Alarm bells will ring across Europe at the news that Austria's two far-right parties have made big gains in the country's general election. Between them they have secured almost a third of the seats in parliament, less than one percentage point behind the biggest party, the Social Democrats. It is the best result for the far right in Austria since the Second World War. Austrian politics are now in turmoil.

Jewish groups have branded the far-right populist Freedom Party – and its breakaway rival the Alliance for the Future of Austria – "underground Nazis". Even if the Freedom Party has officially distanced itself from the wartime Nazis, it certainly contains many individuals who promote race hatred and Holocaust denial. Their rise in influence is a disturbing comment on the mood of today's Austria.

If the symbolism is stark and the resonance malign, however, the practical politics are unclear. The electoral logic of the poll would be another coalition between the two biggest parties – the Social Democrats who took 29.7 per cent of the vote and the conservative People's Party, which garnered 25.6 percent. But opinion polls show that voters do not want that.

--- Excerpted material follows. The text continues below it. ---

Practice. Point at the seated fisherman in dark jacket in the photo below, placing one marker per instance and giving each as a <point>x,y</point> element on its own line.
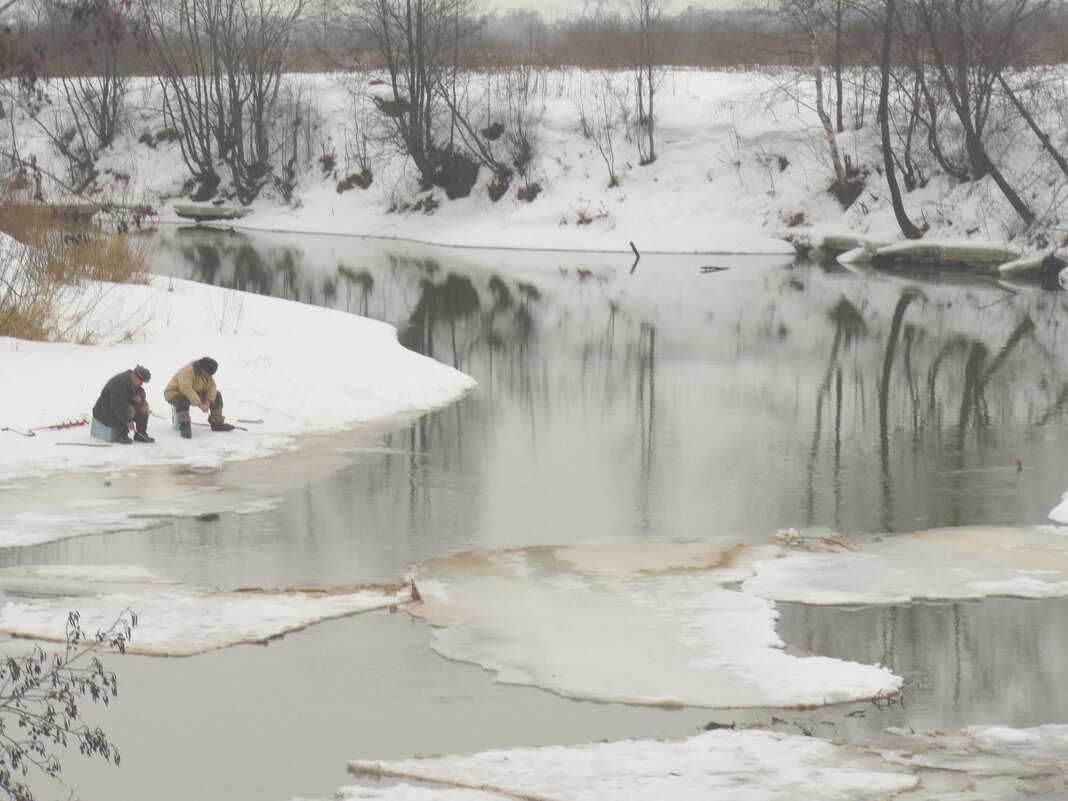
<point>122,406</point>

The last such coalition collapsed after just 18 months, following constant clashes over everything from health and education to pensions and taxes. A renewed coalition would be similarly doomed.

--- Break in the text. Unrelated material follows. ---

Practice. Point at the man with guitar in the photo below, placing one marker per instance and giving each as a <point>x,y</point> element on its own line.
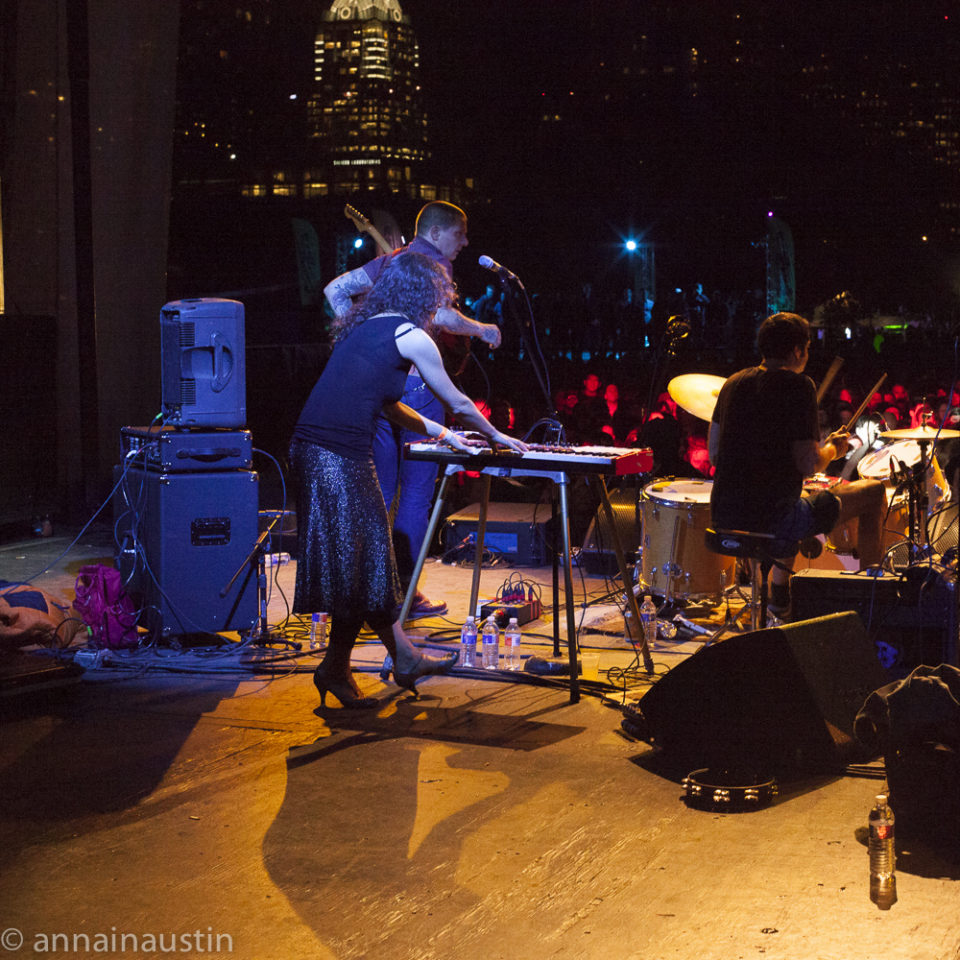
<point>440,233</point>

The far right, mercifully, is deeply divided, too. Its vote is split between the Freedom Party, which won an estimated 18.4 per cent of the vote, and the Alliance for the Future of Austria, led by Jörg Haider, which took 9.7 per cent. The smaller party split from the larger one three years ago.

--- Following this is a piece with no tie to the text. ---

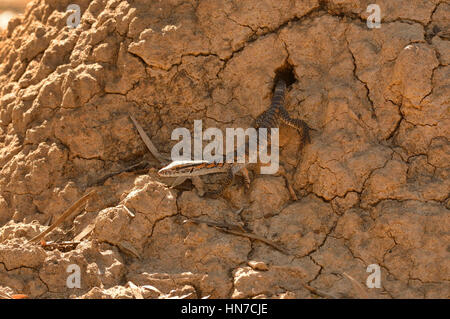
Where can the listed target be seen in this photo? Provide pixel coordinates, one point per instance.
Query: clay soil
(371, 188)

Talks on forming a new government will therefore be tortuous. The Social Democrats could try to cut a deal with the two right-wing parties. More worrying would be a coalition between the People's Party and the two far-right parties. But neither presents a cheerful prospect. For even if it can be argued that Austrians voted more out of disillusionment with the bigger parties than xenophobia, the result still reflects a widespread mixture of anti-immigrant and anti-European Union sentiment. It is a disquieting example of where protest voting can lead.